If you only watched a video about chmod, you might pick “change user ownership” instead. That’s a failed question.

What To Do In The Next 48 Hours

Don’t sign up for a retake immediately. Don’t buy a new course. Do this instead:

Step 1: Get your detailed score report. If you took the exam through Pearson Vue, log into your account and download the full breakdown by domain. Print it. Look at which domains scored lowest. That’s your map.

Step 2: Identify the weakest domain. Is it “System Architecture and Boot” (22%) or “Devices, Linux Filesystems, Filesystem Hierarchy Standard” (22%)? The domain that weighed the most and scored the lowest is your priority.

Step 3: Set up a Linux environment if you don’t have one. Use VirtualBox (free) with Ubuntu Server 22.04 LTS or Rocky Linux 9. Give yourself a clean VM. This takes 30 minutes.

Step 4: Spend 2 hours in that environment on your weakest domain. Don’t read notes. Don’t watch videos. Use the Linux man pages (man chmod, man mount, etc.) and actually do the thing. Mount a filesystem. Change permissions. Create a logical volume. Run the command 5 times. Get an error. Read the error. Fix it.

Step 5: Take one practice test from a verified source. Use Linux Academy (now part of A Cloud Guru), Udemy’s best-reviewed LPIC-1 course with included practice tests, or the official Linux Professional Institute training materials. Not random internet tests. Real ones.

Your Retake Plan

Schedule your retake for 3 weeks out. Not 2 weeks. Not 1 week. Three weeks.

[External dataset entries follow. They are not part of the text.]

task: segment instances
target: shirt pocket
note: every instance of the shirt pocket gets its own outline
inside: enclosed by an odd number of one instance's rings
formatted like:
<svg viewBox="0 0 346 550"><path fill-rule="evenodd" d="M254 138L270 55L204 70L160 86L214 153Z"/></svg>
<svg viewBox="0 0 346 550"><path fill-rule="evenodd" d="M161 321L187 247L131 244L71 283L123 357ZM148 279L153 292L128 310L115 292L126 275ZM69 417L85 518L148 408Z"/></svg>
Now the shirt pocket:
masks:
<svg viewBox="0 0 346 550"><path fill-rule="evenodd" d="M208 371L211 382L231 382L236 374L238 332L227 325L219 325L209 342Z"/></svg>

Here’s your study schedule:

Week 1: Focus entirely on your two lowest-scoring domains. Spend 90 minutes per day in your VM, 30 minutes reviewing practice questions specific to those topics. Do 1 full practice test mid-week. Score it. Don’t retake it yet—review the answers you got wrong.

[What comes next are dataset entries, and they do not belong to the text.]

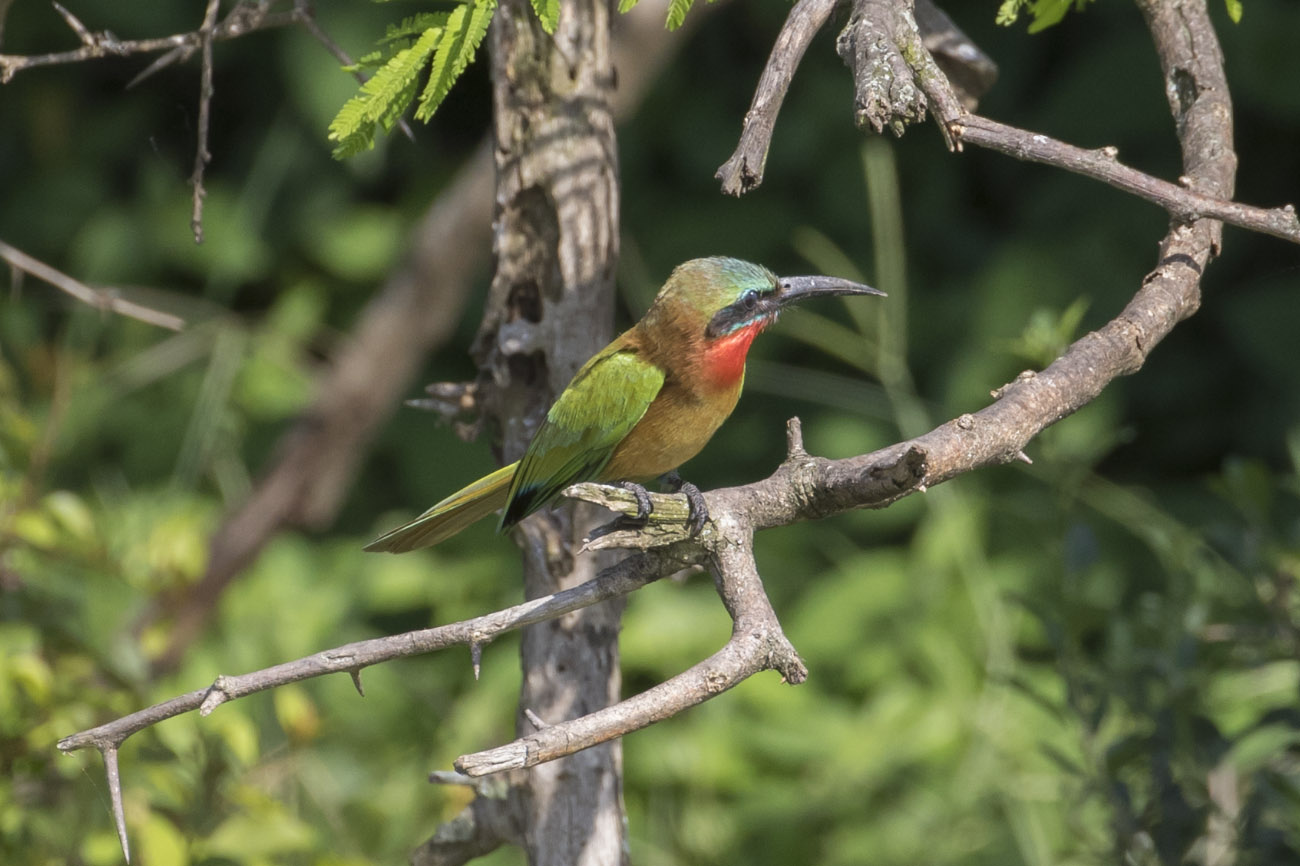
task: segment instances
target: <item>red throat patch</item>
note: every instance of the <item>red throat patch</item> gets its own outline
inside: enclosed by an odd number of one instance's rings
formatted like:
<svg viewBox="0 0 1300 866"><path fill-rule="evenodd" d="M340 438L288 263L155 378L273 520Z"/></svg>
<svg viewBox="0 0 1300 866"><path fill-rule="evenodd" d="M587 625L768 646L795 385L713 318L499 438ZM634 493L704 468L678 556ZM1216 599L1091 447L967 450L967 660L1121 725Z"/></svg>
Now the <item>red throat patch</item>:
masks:
<svg viewBox="0 0 1300 866"><path fill-rule="evenodd" d="M745 374L745 356L749 354L749 344L759 332L766 328L768 322L758 321L746 325L725 337L719 337L704 349L704 375L718 388L735 385Z"/></svg>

Week 2: Rotate through all five domains. Spend 60 minutes on the three strongest domains (to maintain them), 90 minutes on the two weakest. Take 1 full practice test at the end of the week.

Week 3: Review specific question types you still miss. If you can’t answer questions about LVM, spend a day on LVM. If you struggle with sed and awk scenarios, spend a day on those. Take 2 full practice tests—one mid-week, one 3 days before your exam.

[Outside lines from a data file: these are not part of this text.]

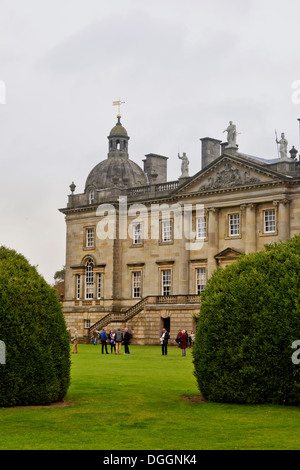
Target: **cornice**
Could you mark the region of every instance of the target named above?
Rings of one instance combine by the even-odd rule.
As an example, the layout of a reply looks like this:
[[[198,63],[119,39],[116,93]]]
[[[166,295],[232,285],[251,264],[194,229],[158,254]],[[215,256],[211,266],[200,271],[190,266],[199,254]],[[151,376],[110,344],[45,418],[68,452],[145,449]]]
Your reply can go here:
[[[159,204],[161,202],[172,202],[172,201],[179,201],[183,199],[189,199],[194,197],[203,197],[203,196],[211,196],[216,194],[226,194],[226,193],[237,193],[249,190],[256,190],[259,188],[266,188],[266,187],[275,187],[275,186],[295,186],[300,185],[300,179],[292,180],[292,179],[282,179],[282,180],[274,180],[274,181],[261,181],[259,183],[252,183],[252,184],[245,184],[242,186],[233,186],[228,188],[217,188],[217,189],[210,189],[210,190],[198,190],[194,192],[185,192],[185,193],[178,193],[177,191],[172,191],[169,195],[164,195],[161,197],[150,197],[147,198],[147,193],[145,194],[145,198],[141,199],[130,199],[127,200],[128,205],[132,204],[144,204],[144,205],[151,205],[151,204]],[[181,189],[181,188],[180,188]],[[93,212],[96,211],[99,205],[101,204],[112,204],[118,208],[119,200],[112,200],[106,202],[99,202],[97,204],[89,205],[89,206],[79,206],[79,207],[66,207],[64,209],[59,209],[65,215],[71,215],[76,213],[86,213],[86,212]]]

Your passing threshold for practice tests should be 75% minimum, and you should be hitting that consistently before you walk into the testing center.

Track your scores. If you’re at 68% on a practice test with a week to go, you need to extend your study time or delay your retake. Don’t take the real exam underprepared again.

One Thing To Do Right Now

Right now—not after you finish reading this—download your score report and open it.

Look at the domain breakdown. Write down the lowest one.

Then do a Google search for “[that domain name] LPIC-1 study guide” and spend 20 minutes reading what you missed.

That’s it. That’s your next action. Do it before you close this tab.

You’re 48 points away from certified. That’s close enough that you don’t need to restart—you need to focus. Your retake is winnable.